To find the expectation of a function of a random variable, \(E[g(X)]\), you don't need to find the PDF of the new variable Y. You can directly use the formula \(E[g(X)] = \int g(x)f(x)dx\), which is usually much simpler.

Answer 1

Step 1: Understanding the Concept:
The problem asks for the expected value of a function of a random variable, \( E[Y] = E[X^2] \). The expected value of any function \(g(X)\) of a continuous random variable \(X\) is found by integrating the product of \(g(X)\) and the probability density function \(f(x)\) over the entire range of \(X\).
Step 2: Key Formula or Approach:
The expected value of \(Y = g(X)\) is given by the formula: \[ E[Y] = E[g(X)] = \int_{-\infty}^{\infty} g(x) f(x) \,dx \] In this problem, \(g(X) = X^2\), and the PDF \(f(x)\) is non-zero only for \(0 \le x \le 2\).

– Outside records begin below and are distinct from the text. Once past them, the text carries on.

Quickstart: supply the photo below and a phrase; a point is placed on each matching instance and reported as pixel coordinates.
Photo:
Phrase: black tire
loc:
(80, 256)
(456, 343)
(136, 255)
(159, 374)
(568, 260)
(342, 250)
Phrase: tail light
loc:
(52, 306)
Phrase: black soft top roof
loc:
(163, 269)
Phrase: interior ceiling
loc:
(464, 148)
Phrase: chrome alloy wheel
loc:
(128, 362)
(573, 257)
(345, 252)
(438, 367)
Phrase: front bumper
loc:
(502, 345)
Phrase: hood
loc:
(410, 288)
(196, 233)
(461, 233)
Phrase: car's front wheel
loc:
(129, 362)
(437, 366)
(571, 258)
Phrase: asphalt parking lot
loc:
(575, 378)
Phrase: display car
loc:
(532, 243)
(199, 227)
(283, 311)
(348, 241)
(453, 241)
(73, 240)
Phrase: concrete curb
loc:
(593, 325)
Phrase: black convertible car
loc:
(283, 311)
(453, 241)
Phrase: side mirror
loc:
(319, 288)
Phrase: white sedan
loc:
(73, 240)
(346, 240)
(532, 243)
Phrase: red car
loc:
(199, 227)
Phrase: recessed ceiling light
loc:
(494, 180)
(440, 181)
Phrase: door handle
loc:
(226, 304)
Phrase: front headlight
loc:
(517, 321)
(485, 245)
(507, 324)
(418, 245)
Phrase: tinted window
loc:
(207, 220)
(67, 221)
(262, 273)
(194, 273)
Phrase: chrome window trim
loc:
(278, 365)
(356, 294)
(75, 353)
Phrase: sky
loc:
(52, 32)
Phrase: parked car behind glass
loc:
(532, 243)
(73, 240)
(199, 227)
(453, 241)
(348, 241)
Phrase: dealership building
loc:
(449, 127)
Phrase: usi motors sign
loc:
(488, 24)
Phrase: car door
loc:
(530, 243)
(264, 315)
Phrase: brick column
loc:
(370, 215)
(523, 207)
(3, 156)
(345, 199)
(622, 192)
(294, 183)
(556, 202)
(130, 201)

So the formula becomes: \[ E[Y] = E[X^2] = \int_{0}^{2} x^2 . \left(\frac{5}{32}x^4\right) \,dx \] Step 3: Detailed Calculation:
Set up the integral: \[ E[Y] = \int_{0}^{2} \frac{5}{32}x^6 \,dx \] Pull the constant out of the integral: \[ E[Y] = \frac{5}{32} \int_{0}^{2} x^6 \,dx \] Perform the integration: \[ E[Y] = \frac{5}{32} \left[ \frac{x^7}{7} \right]_{0}^{2} \] Evaluate the integral at the limits: \[ E[Y] = \frac{5}{32} \left( \frac{2^7}{7} - \frac{0^7}{7} \right) = \frac{5}{32} \left( \frac{128}{7} \right) \] Simplify the expression: \[ E[Y] = \frac{5 \times 128}{32 \times 7} \] Since \( 128 = 4 \times 32 \), we can cancel the 32s: \[ E[Y] = \frac{5 \times 4}{7} = \frac{20}{7} \] Convert to a decimal: \[ E[Y] \approx 2.85714 \] Rounding off to one decimal place: \[ E[Y] = 2.9 \] Step 4: Final Answer:
The expected value of Y is 2.9.